Krugman likes the estate tax because it helps level the playing field, but it does so in the worst possible way. It hurts those at the upper end of the wealth distribution, but provides no significant benefit to those at the lower end. It follows the easy route in leveling the playing field because it is always easier to hurt the rich than it is to help the poor.
Despite the basic statistics Krugman presents, a broader analysis of the proposed repeal shows that it is a very desirable move. It helps some, hurts nobody, and it would enhance the efficiency of the economy. If people really understand the issues, and if they consider only their own narrow self-interest, repeal of the tax should be widely supported.

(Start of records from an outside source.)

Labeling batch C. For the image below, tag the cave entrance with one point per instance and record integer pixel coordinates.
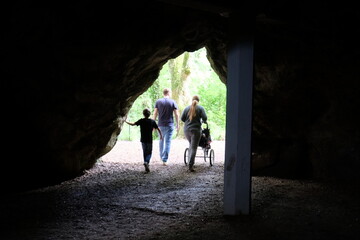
(187, 75)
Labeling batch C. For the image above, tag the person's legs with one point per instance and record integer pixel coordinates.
(147, 151)
(162, 141)
(166, 150)
(194, 137)
(165, 143)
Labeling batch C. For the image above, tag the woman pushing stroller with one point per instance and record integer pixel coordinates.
(193, 116)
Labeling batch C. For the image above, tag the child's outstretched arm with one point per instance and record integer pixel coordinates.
(132, 124)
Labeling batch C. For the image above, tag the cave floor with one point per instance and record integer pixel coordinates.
(117, 200)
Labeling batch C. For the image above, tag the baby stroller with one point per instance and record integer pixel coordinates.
(205, 144)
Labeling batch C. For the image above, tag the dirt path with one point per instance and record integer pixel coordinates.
(117, 200)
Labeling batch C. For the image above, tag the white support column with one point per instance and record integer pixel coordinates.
(237, 169)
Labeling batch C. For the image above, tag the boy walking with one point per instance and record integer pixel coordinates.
(146, 127)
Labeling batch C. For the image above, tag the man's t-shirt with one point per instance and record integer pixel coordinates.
(166, 107)
(146, 127)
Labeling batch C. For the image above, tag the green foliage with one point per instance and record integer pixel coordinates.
(202, 81)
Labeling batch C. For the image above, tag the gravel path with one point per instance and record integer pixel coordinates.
(117, 200)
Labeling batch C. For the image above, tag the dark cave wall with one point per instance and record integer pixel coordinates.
(305, 100)
(76, 70)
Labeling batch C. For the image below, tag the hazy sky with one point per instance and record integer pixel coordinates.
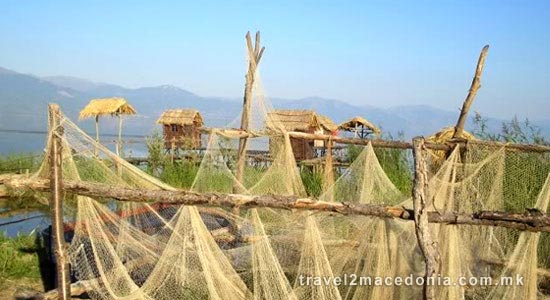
(381, 53)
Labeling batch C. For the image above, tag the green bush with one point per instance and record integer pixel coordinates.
(18, 257)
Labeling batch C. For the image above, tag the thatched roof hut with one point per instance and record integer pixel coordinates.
(446, 134)
(299, 120)
(181, 128)
(181, 117)
(304, 121)
(292, 120)
(327, 123)
(107, 106)
(354, 123)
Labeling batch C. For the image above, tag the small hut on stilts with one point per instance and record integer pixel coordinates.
(360, 127)
(107, 106)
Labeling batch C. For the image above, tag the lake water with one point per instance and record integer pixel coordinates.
(24, 223)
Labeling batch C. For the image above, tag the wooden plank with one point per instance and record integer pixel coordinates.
(56, 205)
(476, 84)
(528, 221)
(427, 244)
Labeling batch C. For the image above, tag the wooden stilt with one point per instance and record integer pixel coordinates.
(255, 55)
(427, 245)
(56, 205)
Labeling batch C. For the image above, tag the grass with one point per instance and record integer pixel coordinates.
(18, 258)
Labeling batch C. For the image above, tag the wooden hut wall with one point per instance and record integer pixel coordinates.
(178, 136)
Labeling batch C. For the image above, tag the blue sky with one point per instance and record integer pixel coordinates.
(380, 53)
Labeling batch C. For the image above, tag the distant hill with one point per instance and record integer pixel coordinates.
(24, 99)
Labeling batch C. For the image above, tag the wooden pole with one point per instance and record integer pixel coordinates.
(96, 134)
(427, 245)
(476, 84)
(254, 55)
(56, 205)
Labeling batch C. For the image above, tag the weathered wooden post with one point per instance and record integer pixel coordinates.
(119, 142)
(56, 204)
(254, 55)
(427, 245)
(476, 84)
(96, 152)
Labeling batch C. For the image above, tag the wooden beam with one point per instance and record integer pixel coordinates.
(476, 84)
(254, 55)
(96, 134)
(56, 204)
(427, 244)
(528, 221)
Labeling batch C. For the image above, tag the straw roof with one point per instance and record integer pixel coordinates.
(292, 120)
(107, 106)
(181, 117)
(351, 124)
(446, 134)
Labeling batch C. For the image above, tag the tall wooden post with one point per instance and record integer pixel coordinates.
(255, 55)
(428, 246)
(476, 84)
(56, 204)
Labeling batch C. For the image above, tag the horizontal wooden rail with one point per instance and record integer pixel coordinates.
(529, 221)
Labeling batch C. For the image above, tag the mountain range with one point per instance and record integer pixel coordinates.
(24, 99)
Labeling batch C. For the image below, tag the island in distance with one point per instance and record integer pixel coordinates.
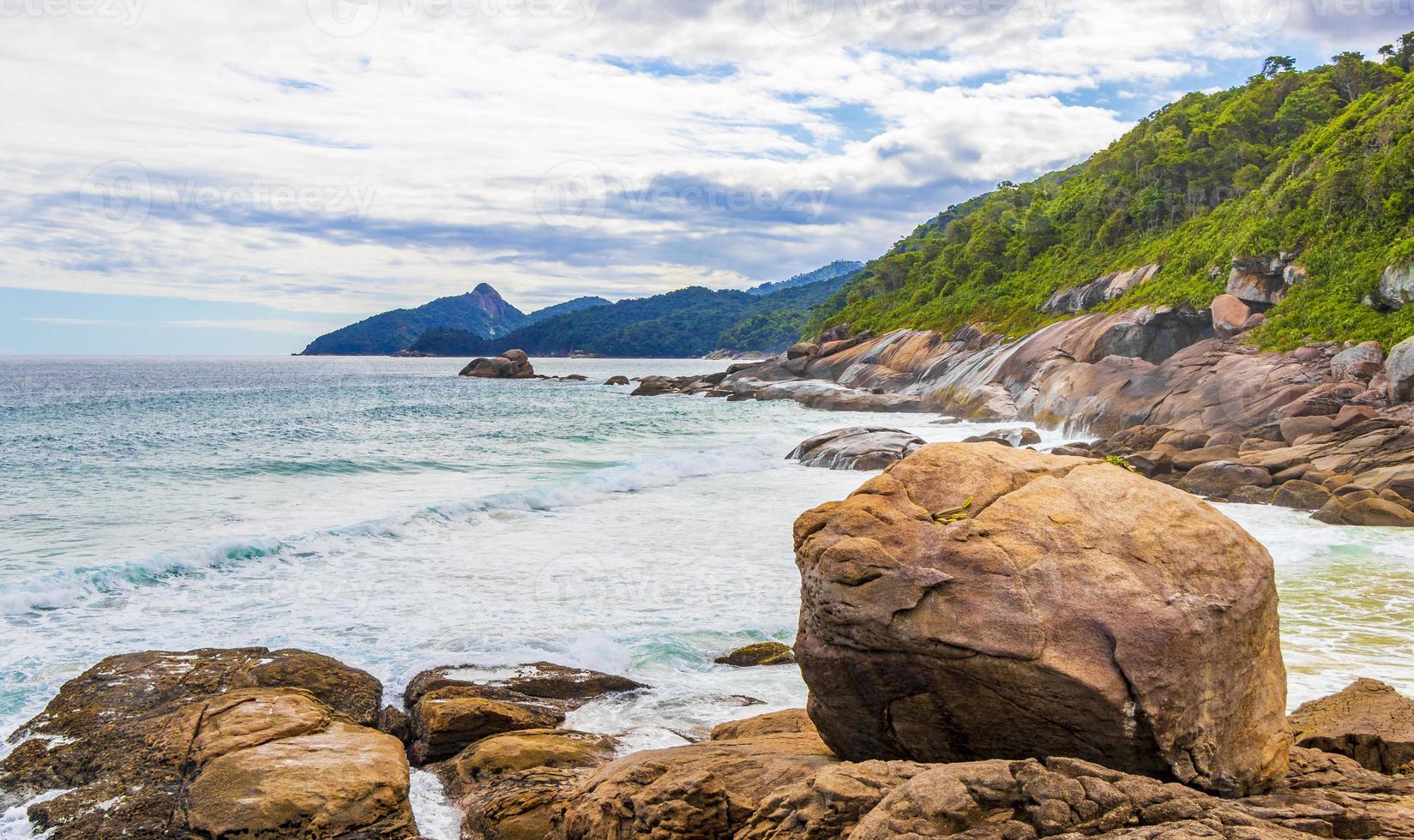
(688, 322)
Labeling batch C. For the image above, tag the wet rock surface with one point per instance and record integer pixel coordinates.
(213, 742)
(1369, 722)
(453, 707)
(758, 654)
(857, 447)
(509, 365)
(949, 613)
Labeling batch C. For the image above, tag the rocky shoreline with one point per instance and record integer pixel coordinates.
(999, 644)
(1176, 392)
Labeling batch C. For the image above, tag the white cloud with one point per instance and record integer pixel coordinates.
(402, 157)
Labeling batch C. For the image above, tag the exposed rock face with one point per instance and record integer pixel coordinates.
(455, 706)
(758, 654)
(1400, 369)
(512, 753)
(1261, 280)
(214, 742)
(1398, 287)
(1368, 722)
(949, 613)
(1361, 363)
(508, 365)
(1098, 291)
(1229, 315)
(705, 791)
(856, 448)
(1011, 437)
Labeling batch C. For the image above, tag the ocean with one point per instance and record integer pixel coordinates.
(396, 517)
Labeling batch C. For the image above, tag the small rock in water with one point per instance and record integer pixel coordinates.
(856, 448)
(1368, 722)
(758, 654)
(1011, 437)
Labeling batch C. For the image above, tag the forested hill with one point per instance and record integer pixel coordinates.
(830, 272)
(1317, 165)
(479, 311)
(686, 322)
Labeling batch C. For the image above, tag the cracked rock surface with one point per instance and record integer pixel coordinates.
(978, 602)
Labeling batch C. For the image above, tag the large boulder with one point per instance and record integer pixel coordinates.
(1229, 315)
(1398, 287)
(246, 742)
(978, 602)
(1361, 363)
(508, 365)
(856, 448)
(1400, 369)
(1368, 722)
(1261, 280)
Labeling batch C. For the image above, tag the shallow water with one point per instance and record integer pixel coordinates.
(394, 517)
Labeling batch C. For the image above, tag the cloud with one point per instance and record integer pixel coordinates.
(342, 156)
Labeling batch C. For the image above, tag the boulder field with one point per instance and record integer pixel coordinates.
(1338, 411)
(999, 644)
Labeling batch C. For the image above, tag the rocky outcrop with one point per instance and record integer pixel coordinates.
(1396, 287)
(1230, 315)
(246, 742)
(1369, 722)
(1008, 437)
(1263, 280)
(453, 707)
(758, 654)
(856, 448)
(508, 365)
(1400, 371)
(950, 613)
(705, 791)
(1361, 363)
(1069, 302)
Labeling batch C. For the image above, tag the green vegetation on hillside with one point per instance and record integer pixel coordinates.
(1320, 163)
(680, 324)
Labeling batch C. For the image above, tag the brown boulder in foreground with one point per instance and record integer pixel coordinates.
(978, 602)
(244, 742)
(1368, 722)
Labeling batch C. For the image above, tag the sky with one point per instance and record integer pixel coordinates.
(221, 177)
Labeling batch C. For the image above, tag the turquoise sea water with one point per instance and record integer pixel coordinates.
(396, 517)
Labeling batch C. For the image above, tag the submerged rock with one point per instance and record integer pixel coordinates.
(246, 742)
(758, 654)
(703, 791)
(856, 448)
(1369, 722)
(508, 365)
(455, 706)
(1011, 437)
(950, 613)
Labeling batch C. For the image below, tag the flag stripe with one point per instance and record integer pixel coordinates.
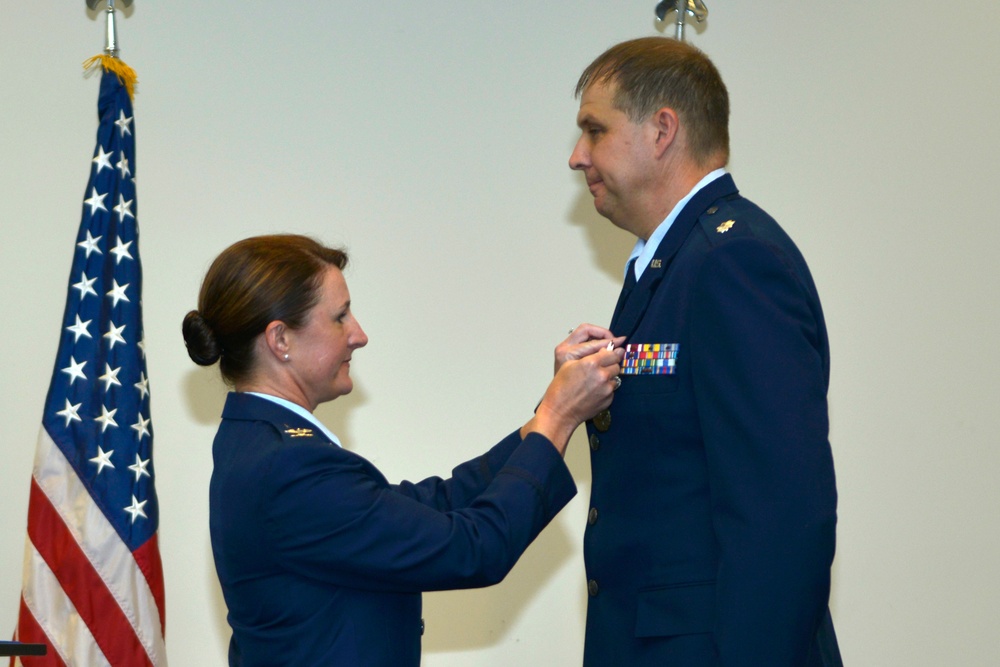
(55, 614)
(110, 568)
(29, 632)
(82, 585)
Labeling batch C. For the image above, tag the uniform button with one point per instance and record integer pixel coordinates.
(602, 421)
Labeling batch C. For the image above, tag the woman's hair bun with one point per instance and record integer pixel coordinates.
(202, 346)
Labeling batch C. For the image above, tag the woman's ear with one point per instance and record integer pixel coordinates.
(276, 339)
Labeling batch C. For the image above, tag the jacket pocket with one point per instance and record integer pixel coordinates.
(682, 609)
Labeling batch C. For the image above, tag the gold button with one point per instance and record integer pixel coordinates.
(602, 421)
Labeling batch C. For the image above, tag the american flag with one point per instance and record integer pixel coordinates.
(93, 582)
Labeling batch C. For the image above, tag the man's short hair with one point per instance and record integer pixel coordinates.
(655, 72)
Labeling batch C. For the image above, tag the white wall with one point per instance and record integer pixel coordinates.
(431, 139)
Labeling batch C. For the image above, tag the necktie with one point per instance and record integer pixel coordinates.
(626, 290)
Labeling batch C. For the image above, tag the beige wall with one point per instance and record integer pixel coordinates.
(431, 139)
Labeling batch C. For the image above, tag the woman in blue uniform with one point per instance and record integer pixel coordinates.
(322, 561)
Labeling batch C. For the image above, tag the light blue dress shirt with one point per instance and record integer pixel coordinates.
(644, 249)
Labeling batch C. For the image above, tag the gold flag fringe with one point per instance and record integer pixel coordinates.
(124, 73)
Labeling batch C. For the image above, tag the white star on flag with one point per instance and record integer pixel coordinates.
(96, 201)
(103, 460)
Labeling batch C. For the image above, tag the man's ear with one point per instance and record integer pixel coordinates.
(667, 125)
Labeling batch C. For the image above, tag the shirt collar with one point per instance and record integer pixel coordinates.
(300, 411)
(644, 249)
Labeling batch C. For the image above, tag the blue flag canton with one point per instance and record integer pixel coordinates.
(98, 410)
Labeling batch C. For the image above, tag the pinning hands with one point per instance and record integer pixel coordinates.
(585, 340)
(584, 384)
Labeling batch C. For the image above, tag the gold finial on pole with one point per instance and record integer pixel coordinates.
(111, 35)
(695, 8)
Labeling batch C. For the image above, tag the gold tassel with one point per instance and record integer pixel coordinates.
(126, 75)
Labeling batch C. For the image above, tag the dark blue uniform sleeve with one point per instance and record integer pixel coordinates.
(333, 517)
(760, 367)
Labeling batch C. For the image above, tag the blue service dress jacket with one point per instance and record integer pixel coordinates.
(713, 507)
(322, 561)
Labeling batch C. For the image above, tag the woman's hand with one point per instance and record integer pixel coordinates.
(584, 341)
(581, 388)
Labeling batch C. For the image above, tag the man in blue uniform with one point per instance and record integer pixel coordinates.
(713, 507)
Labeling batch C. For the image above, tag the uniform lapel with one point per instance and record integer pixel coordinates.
(633, 301)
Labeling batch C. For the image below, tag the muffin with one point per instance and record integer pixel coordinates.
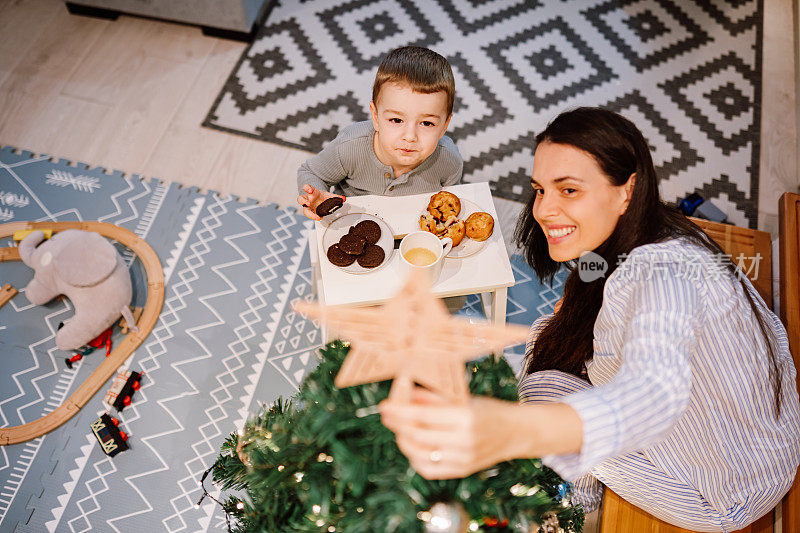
(479, 226)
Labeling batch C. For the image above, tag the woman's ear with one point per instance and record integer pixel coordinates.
(373, 111)
(628, 191)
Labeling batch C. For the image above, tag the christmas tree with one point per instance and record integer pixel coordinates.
(324, 462)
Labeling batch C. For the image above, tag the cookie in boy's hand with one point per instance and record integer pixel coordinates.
(329, 206)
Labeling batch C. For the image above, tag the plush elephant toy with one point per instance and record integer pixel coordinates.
(86, 268)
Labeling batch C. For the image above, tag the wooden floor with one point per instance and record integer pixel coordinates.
(130, 94)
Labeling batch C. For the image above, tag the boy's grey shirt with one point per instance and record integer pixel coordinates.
(350, 165)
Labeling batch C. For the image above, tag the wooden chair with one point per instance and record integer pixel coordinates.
(620, 516)
(789, 242)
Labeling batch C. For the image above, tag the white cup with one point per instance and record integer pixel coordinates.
(423, 239)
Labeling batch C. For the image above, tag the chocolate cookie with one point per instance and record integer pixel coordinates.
(370, 229)
(329, 206)
(352, 244)
(373, 256)
(338, 257)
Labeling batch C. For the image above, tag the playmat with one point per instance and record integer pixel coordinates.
(226, 341)
(688, 74)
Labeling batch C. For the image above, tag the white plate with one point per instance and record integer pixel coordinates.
(341, 226)
(467, 246)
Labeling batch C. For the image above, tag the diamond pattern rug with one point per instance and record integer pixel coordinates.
(687, 73)
(226, 341)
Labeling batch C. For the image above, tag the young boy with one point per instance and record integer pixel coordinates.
(403, 149)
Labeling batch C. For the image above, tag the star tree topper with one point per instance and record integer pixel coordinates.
(411, 339)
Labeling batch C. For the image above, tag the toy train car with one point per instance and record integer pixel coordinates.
(121, 392)
(111, 439)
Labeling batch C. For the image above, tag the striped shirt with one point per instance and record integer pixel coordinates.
(349, 164)
(680, 382)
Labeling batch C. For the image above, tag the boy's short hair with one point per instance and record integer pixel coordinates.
(423, 69)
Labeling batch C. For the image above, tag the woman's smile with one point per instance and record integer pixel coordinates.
(557, 234)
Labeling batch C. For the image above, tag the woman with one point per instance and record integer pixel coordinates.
(669, 380)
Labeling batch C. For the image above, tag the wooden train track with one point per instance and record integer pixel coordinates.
(152, 308)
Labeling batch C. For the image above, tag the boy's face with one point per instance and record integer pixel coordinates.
(408, 125)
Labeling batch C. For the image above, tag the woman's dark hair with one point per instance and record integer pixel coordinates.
(619, 148)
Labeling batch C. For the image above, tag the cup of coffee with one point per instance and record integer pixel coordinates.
(424, 252)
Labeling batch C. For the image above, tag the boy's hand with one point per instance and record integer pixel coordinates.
(312, 199)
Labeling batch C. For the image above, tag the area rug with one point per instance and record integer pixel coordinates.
(687, 73)
(226, 342)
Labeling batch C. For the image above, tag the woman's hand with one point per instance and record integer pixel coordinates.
(312, 198)
(444, 440)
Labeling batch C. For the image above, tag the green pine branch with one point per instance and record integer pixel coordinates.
(315, 464)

The only people who could reasonably mount an opposition to the tax are people who do not really understand the policy’s effects, or those who are so envious of rich people that they are willing to hurt everyone a little in order to hurt America’s wealthiest citizens a lot.
I believe that Krugman has painted an overly simplistic picture of the facts, but for sake of argument let’s say that Krugman is right: repealing the estate tax would benefit a small fraction of the population, and the wealthiest fraction at that. Analyzing the estate tax the way Krugman does implies that people favor public-policy changes only when those changes bring them direct tangible benefits. Do people really decide whether they favor a specific piece of legislation based simply on whether it provides direct benefits to them?
Americans in general, whether they are auto workers or Silicon Valley entrepreneurs, believe that when people earn their income honestly, that income becomes their property. It does not belong to other people, or to the general public, or to the government. The money people pay in taxes is their money, and if they get a tax cut, it is not a benefit to them, as Krugman suggests; it is just less of a cost. Letting people keep more of the money they earn is a good thing. Of course most tax cuts go to the people with the highest income and the most wealth, because those are the people who pay most of the taxes.
Krugman is right that in most cases paying the estate tax does not cause heirs to have to sell the family farm or business, but so what? Is it any less unfair that the people who invested in stocks and bonds, financing the growth of the American economy, rather than buying boats, expensive cars, and lavish vacations, must turn over so much of their estate to the government when they die? Those people already paid income taxes on the money when they originally earned it, and it shouldn’t be taxed again when the people who paid taxes on it the first time die. The family farm or small business cases simply help illustrate the point.
I have argued that once the facts are understood, repealing the estate tax will be seen to benefit everyone, not just the rich. But even if Krugman is right and the benefit will only go to a small fraction of America’s richest citizens, the tax is still unfair. People sense that unfairness, and that is the real reason there is not more opposition to its repeal. Opposition is weak not because people hope to benefit directly from the tax, but because people believe that once wealth is fairly earned, it is the property of the owner, and they oppose government confiscation.